Tauroursodeoxycholic acid (TUDCA) is one of the most hydrophilic bile acids.¹ It is synthesized in hepatocytes by the conjugation of ursodeoxycholic acid (UDCA) with the amino acid taurine. UDCA, which is made by gut bacteria, is FDA-approved in the United States for the treatment of certain cholestatic liver diseases. 

Humans make TUDCA to some extent, but it is found in copious amounts in the bile of bears. It’s fascinating, therefore, to note that bear bile has been used therapeutically in Chinese Medicine for centuries.

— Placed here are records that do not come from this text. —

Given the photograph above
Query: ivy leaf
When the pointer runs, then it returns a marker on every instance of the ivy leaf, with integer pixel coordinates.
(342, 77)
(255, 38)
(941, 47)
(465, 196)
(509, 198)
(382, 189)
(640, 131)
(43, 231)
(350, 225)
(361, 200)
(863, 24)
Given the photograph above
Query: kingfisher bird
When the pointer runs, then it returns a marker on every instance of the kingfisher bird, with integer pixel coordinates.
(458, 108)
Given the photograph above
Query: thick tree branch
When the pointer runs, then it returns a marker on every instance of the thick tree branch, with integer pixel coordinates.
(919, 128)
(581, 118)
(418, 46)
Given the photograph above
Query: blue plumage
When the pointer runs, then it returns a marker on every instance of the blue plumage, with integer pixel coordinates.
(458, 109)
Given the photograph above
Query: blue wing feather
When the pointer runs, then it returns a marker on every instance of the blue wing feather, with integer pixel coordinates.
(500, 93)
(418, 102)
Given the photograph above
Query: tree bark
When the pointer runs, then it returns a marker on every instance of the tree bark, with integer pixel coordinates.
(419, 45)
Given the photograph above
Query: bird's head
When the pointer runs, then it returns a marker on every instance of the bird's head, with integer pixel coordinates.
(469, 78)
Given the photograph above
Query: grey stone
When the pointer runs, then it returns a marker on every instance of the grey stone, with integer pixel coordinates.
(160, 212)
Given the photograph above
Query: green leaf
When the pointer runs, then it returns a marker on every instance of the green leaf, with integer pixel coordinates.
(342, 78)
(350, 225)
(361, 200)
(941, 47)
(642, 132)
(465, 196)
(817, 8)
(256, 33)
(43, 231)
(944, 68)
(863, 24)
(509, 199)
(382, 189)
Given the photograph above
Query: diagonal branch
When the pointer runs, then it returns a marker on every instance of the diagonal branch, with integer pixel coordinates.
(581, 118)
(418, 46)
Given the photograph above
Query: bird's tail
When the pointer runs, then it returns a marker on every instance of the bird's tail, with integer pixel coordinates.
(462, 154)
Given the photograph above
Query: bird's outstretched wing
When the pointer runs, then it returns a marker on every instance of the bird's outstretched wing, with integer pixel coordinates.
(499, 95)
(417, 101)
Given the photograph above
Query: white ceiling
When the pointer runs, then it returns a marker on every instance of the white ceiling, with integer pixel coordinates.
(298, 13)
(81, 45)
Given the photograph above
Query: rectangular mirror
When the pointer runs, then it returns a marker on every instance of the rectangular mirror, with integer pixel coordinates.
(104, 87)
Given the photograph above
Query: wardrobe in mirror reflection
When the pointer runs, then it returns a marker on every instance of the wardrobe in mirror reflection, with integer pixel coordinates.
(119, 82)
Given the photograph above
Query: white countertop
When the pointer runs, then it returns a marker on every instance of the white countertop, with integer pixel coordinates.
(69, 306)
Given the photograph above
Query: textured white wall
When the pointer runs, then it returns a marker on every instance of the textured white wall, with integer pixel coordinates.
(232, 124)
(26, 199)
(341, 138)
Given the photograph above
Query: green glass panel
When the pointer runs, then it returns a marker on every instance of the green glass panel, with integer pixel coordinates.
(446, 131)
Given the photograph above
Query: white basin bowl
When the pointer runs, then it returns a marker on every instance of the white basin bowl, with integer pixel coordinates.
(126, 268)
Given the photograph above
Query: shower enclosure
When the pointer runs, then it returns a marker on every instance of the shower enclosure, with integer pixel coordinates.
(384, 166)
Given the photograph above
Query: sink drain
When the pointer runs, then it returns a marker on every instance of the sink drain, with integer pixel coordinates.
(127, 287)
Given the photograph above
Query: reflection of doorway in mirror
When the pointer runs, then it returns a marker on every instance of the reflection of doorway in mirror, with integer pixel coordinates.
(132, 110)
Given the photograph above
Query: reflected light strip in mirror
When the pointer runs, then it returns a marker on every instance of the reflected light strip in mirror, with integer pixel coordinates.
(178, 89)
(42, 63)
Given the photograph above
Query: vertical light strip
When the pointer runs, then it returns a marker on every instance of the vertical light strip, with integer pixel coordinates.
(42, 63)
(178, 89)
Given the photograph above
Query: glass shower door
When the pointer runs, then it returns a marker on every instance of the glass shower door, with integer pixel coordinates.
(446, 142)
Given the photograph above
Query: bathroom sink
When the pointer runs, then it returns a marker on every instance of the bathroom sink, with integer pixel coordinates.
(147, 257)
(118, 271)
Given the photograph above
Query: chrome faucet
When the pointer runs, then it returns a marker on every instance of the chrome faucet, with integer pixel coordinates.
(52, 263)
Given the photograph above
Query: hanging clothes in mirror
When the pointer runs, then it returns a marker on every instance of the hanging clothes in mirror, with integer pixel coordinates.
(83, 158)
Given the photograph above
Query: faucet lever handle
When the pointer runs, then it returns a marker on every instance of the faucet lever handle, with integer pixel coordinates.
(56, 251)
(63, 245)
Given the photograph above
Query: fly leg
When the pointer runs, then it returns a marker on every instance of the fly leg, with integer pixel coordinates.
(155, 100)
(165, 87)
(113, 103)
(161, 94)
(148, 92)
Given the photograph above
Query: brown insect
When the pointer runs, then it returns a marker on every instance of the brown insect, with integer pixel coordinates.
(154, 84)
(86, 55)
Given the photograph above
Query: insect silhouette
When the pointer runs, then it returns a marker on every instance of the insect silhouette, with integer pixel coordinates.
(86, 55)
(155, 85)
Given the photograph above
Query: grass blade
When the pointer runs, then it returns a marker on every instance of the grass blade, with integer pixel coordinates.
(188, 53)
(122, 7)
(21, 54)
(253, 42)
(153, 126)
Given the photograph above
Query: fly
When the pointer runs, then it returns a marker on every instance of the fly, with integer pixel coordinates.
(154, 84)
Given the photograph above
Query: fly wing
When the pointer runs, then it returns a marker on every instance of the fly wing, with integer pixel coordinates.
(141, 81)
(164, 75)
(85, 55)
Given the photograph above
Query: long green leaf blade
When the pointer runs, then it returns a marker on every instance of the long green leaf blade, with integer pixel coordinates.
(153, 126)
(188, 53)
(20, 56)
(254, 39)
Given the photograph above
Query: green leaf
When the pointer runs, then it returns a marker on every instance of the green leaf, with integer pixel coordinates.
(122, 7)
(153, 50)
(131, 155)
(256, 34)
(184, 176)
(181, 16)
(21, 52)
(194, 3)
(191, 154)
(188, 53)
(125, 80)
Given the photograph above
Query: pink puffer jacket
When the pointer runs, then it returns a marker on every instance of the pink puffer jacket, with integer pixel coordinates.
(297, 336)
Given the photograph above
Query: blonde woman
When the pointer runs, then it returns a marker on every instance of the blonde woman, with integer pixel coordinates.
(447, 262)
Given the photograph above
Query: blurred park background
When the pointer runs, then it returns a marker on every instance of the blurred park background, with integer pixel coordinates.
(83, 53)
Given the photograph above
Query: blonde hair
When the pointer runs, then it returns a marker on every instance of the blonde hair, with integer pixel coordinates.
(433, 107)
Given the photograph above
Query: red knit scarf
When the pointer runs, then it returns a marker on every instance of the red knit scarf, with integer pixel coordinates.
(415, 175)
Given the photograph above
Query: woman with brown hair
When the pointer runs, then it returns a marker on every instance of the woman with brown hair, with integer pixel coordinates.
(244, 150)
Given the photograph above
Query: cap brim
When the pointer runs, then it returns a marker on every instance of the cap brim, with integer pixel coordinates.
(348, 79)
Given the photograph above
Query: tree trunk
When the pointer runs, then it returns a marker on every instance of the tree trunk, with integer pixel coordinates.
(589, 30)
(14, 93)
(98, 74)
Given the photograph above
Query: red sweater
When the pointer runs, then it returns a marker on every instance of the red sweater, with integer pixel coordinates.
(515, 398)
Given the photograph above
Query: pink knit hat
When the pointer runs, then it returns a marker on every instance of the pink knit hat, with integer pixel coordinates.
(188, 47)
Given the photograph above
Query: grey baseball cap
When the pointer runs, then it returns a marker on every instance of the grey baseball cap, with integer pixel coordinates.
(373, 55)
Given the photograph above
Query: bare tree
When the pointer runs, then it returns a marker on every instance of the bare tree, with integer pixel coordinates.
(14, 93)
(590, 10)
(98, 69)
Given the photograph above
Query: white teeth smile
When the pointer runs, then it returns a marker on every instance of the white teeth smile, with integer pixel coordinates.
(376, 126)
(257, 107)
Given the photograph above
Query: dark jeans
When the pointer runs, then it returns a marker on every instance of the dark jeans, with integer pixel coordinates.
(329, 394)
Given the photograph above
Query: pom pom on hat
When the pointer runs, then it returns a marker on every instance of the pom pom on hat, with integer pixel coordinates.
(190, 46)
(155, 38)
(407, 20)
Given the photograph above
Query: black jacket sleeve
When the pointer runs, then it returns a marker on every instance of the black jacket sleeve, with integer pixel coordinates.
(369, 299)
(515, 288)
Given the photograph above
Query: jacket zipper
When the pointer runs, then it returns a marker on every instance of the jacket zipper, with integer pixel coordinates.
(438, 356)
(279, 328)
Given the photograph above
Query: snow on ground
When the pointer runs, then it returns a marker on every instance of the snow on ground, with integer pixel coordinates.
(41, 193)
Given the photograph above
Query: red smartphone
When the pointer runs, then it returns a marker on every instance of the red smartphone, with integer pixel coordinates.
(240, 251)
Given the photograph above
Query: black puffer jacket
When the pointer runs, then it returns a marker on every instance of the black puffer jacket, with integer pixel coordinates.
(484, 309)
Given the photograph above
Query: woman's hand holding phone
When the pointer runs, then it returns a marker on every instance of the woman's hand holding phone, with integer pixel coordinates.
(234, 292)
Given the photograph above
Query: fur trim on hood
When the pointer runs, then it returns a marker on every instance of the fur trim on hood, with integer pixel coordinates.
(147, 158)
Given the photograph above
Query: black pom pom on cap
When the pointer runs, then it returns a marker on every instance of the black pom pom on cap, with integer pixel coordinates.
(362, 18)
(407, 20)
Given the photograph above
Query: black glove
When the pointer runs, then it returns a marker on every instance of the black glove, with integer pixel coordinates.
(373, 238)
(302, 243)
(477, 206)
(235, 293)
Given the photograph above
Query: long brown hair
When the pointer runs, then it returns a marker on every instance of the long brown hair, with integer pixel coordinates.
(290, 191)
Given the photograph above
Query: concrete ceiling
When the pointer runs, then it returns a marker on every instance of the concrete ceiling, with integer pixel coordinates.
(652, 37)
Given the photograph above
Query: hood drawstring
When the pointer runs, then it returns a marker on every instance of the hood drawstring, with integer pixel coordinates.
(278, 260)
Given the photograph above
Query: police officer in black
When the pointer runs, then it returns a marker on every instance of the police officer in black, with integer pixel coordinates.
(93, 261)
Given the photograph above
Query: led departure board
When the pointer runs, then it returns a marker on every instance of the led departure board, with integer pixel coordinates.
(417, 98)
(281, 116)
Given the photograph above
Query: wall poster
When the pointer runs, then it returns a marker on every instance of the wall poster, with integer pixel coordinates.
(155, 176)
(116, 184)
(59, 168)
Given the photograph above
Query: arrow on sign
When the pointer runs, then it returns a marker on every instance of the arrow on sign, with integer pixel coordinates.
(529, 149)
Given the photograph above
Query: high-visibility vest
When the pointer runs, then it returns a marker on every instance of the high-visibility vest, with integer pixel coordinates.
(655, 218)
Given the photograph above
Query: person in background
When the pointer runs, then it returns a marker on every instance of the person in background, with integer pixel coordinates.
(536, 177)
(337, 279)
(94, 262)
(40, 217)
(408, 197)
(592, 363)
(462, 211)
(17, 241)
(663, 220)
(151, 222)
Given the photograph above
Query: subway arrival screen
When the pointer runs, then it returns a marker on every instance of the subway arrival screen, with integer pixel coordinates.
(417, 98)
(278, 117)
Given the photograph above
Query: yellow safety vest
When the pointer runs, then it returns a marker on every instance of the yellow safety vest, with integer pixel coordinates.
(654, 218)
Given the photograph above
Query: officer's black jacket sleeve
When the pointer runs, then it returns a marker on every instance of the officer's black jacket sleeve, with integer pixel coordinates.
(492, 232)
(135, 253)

TUDCA is classified as a chemical chaperone.² Chemical chaperones are naturally occurring substances that are able to correct inappropriately localized or aggregated proteins in the endoplasmic reticulum (ER) by stabilizing a protein’s structure and facilitating its folding process.³ If this process becomes deranged, as can happen during oxidative stress, it signals an ER stress response, which is associated with reduced protein synthesis, malfunction of the unfolded protein response, and, finally, cell death.⁴ TUDCA attenuates the ER stress response, inhibits cell death, and preserves cellular function.⁵

Brachial artery flow-mediated dilation (FMD) was measured at baseline, and at 60 and 120 min after an oral glucose challenge in 12 young healthy subjects (seven men, five women). Subjects were tested twice after oral ingestion of TUDCA or placebo capsules. FMD was reduced from baseline during hyperglycemia under placebo (-32% at 60 min and -28% at 120 min post oral glucose load; P<0.05 from baseline) but not with TUDCA ingestion (-4% at 60 min and +0.3% at 120 min post oral glucose load; P>0.05 from baseline). Thus, postprandial hyperglycemia may cause endothelial dysfunction through ER stress, and hyperglycemia-induced endothelial dysfunction may be mitigated by TUDCA ingestion.⁶

Bile acids are an important aid to lipid absorption in the intestines,² and in regulating cholesterol homeostasis.⁷ Cholesterol and related lipid molecules are critical components of myelin, and neuronal and glial cell membranes.^8,9

Given that bile acids play a key role in regulating lipid and glucose metabolism,¹⁰ and that epidemiological studies have identified metabolic syndrome as an independent risk factor for neurodegenerative disorders, the signaling pathways of bile acids, such as TUDCA, are being studied for their therapeutic potential.¹

Studies are pointing to the possibility that neurodegenerative diseases may also originate from early life movements and trauma, as well as worsening with age. Neurological dysfunction occurring during middle-aged and elderly years can significantly decrease quality of life. With Alzheimer’s disease (AD) expected to continue with a rise in life expectancy, there is a pressing need to find effective treatments.¹¹ Furthermore, evidence continues to support a strong correlation between metabolic disorders and AD. Disturbances in insulin resistance and lipid metabolism are considered potential risk factors for AD.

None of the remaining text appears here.